NS&I stands alone as Rock returns to a harder place
And then there was one. Only the state-backed National Savings & Investments can now promise all customers that their deposits are 100% underwitten by the British Government.
Northern Rock depositors, who have benefited from the same pledge during the bank's period of public ownership, will henceforth be restricted to the same £50,000 cap on compensation as savers with all other banks and building societies.
This is a necessary step as the Government moves closer to selling Rock back into the private sector — it could not do so until the advantage that the bank's sovereign guarantee gives it has been removed.
And yet, this move once again shines a light on the knotty issue of deposit protection.
It is clear that Rock, NS&I and Bank of Ireland, which has enjoyed the Irish government's full backing, have won business from the security they offer to customers with more than £50,000 of savings.
Equally, the row over the protection of customers of the failed Icelandic banks has highlighted the danger of savers losing out if they put their money into institutions where the terms of the lifeboat scheme are not crystal clear.
Still, the implication of the lifting of this guarantee is that the Government would not stand behind our largest savings institutions, beyond the £50,000 cap, should they fail.
That is patently untrue.
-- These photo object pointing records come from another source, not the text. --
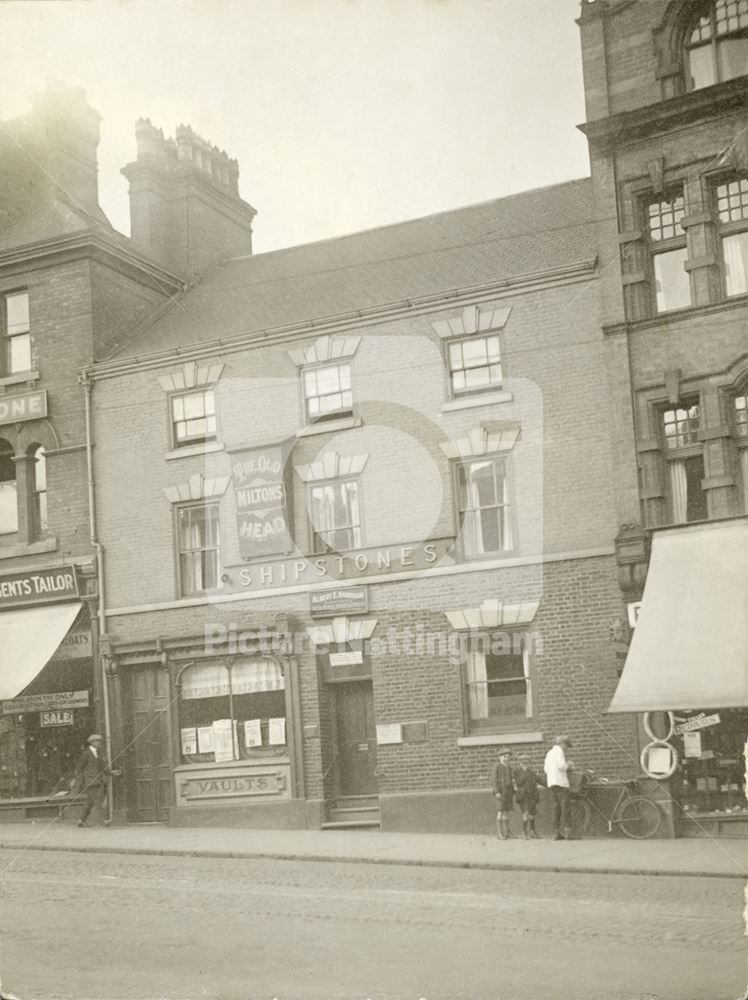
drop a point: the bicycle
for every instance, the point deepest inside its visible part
(637, 816)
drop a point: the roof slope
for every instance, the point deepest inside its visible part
(52, 220)
(530, 233)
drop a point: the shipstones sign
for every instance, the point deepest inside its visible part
(31, 406)
(262, 506)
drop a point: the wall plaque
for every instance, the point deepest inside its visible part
(342, 601)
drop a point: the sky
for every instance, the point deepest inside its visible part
(343, 114)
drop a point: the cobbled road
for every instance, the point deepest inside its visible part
(140, 927)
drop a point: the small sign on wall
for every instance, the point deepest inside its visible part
(389, 733)
(189, 741)
(56, 719)
(632, 609)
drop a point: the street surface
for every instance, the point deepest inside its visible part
(81, 926)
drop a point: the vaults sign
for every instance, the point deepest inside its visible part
(262, 505)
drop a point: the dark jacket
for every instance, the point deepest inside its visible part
(503, 782)
(526, 783)
(91, 769)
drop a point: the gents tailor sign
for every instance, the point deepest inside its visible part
(38, 586)
(31, 406)
(261, 502)
(53, 702)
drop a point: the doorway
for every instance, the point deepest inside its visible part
(148, 772)
(356, 738)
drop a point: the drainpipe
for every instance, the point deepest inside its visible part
(87, 384)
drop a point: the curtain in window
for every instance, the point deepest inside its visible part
(735, 252)
(250, 676)
(205, 680)
(8, 490)
(744, 471)
(477, 685)
(679, 492)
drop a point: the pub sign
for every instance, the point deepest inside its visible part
(262, 501)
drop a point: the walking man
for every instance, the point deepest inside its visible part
(556, 769)
(91, 774)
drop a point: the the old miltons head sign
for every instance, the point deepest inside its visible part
(262, 504)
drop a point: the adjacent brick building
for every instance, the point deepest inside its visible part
(667, 124)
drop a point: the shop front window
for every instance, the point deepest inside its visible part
(710, 747)
(41, 738)
(497, 687)
(232, 711)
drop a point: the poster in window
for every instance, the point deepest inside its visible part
(252, 733)
(223, 740)
(277, 732)
(189, 741)
(205, 739)
(262, 501)
(692, 744)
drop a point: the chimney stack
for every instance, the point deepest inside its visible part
(185, 209)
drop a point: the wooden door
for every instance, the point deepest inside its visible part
(148, 769)
(356, 738)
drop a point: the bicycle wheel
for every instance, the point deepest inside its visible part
(580, 817)
(639, 818)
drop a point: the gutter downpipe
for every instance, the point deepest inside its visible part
(87, 384)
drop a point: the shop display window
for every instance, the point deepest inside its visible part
(710, 746)
(232, 711)
(39, 749)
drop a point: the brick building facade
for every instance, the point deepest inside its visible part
(372, 520)
(385, 503)
(69, 286)
(667, 126)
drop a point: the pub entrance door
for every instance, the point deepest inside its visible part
(356, 738)
(148, 773)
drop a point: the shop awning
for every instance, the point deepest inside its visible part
(690, 645)
(28, 639)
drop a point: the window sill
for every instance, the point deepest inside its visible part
(327, 426)
(472, 402)
(194, 449)
(19, 378)
(499, 739)
(29, 548)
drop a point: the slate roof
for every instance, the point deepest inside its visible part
(530, 233)
(52, 220)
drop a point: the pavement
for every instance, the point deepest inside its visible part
(703, 857)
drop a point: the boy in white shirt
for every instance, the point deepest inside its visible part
(556, 772)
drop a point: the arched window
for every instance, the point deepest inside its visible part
(8, 490)
(717, 46)
(232, 714)
(38, 484)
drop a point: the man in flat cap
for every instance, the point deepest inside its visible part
(90, 775)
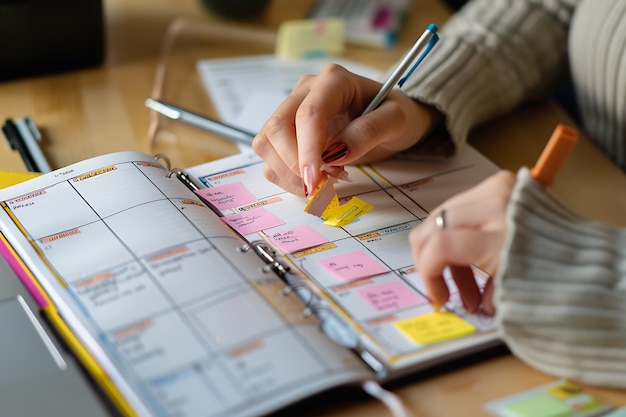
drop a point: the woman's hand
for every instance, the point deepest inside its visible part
(469, 228)
(317, 129)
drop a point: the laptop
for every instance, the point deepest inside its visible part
(38, 375)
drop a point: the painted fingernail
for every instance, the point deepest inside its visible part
(335, 152)
(306, 179)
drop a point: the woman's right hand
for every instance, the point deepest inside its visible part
(317, 129)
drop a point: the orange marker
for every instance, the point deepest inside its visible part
(554, 154)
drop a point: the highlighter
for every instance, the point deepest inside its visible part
(554, 154)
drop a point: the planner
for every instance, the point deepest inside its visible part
(209, 291)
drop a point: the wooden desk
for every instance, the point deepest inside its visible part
(99, 110)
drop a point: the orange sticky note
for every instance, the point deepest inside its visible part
(554, 154)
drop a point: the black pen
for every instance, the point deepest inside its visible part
(16, 141)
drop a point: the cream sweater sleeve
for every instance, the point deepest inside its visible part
(561, 289)
(492, 56)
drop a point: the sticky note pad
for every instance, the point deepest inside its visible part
(540, 405)
(434, 327)
(226, 196)
(325, 204)
(252, 221)
(620, 412)
(296, 238)
(557, 399)
(347, 213)
(353, 266)
(310, 38)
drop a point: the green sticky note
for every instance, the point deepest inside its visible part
(540, 405)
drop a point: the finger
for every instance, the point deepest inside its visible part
(331, 102)
(387, 125)
(482, 215)
(454, 247)
(470, 294)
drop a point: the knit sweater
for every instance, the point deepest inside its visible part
(561, 289)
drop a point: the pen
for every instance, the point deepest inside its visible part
(15, 140)
(31, 138)
(426, 42)
(554, 154)
(228, 132)
(398, 77)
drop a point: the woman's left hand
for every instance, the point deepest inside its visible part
(469, 228)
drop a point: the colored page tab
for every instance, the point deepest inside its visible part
(352, 266)
(296, 238)
(325, 205)
(434, 327)
(390, 296)
(227, 196)
(252, 221)
(347, 213)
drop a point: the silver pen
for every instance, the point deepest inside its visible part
(228, 132)
(425, 42)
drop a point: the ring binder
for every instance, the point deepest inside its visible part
(180, 174)
(337, 329)
(232, 328)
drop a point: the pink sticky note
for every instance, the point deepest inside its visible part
(251, 221)
(227, 196)
(353, 266)
(390, 296)
(296, 238)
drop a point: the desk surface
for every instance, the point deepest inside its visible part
(99, 110)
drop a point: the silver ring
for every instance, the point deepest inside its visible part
(440, 220)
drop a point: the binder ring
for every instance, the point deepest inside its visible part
(166, 161)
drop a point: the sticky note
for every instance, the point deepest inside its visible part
(434, 327)
(296, 238)
(620, 412)
(325, 204)
(347, 213)
(324, 198)
(310, 38)
(227, 196)
(557, 399)
(540, 405)
(354, 265)
(252, 221)
(390, 296)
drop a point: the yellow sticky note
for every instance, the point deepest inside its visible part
(8, 178)
(310, 38)
(435, 327)
(346, 213)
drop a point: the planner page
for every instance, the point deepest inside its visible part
(364, 268)
(151, 281)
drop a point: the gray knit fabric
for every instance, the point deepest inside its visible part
(561, 290)
(496, 54)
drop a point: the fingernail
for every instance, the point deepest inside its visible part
(336, 172)
(335, 152)
(306, 179)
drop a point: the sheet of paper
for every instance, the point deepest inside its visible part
(246, 90)
(150, 279)
(366, 266)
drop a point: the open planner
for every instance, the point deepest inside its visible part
(231, 300)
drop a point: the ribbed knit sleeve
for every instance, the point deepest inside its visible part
(493, 54)
(561, 289)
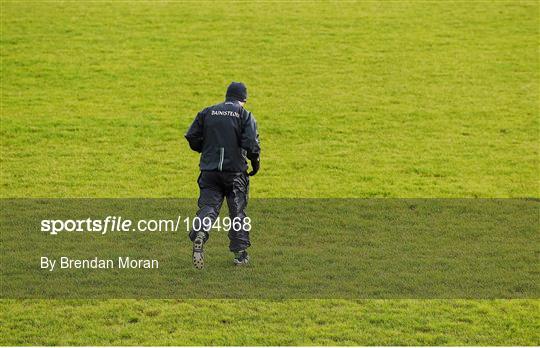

For all the debate about reform of banking regulation, a number of British banks remain too big to fail.
Even leaving aside the taxpayer's stake in Royal Bank of Scotland, for example, can you imagine the Government allowing it to go to the wall?
Barclays, HSBC and others would all be rescued should they ever need to be.
By implication, if not explicitly, the Government offers the customers of those institutions its protection.
And if the big banks have state backing, so do smaller rivals.
In practice, it is inconceivable that the Government would allow savers — certainly individual savers — to lose money following the collapse of a British bank.
What then, is the point in having a cap on payouts from the Financial Services Compensation Scheme?
Well, as the scheme is funded, there has to be a limit on its potential liabilities — otherwise its levies on the financial services sector would be unlimited. Equally, one wouldn't want to see banking liabilities transferred on to the national accounts.
But make no mistake: we have an artificial construct. For years, savers were warned about the theoretical risks of holding too much money with one savings institution, but the danger seemed insignificantly small.
As risk became reality, the Treasury quickly realised it could not allow any saver to lose their money — any more than it could should history repeat itself, at least while we have banks that remain too big to fail.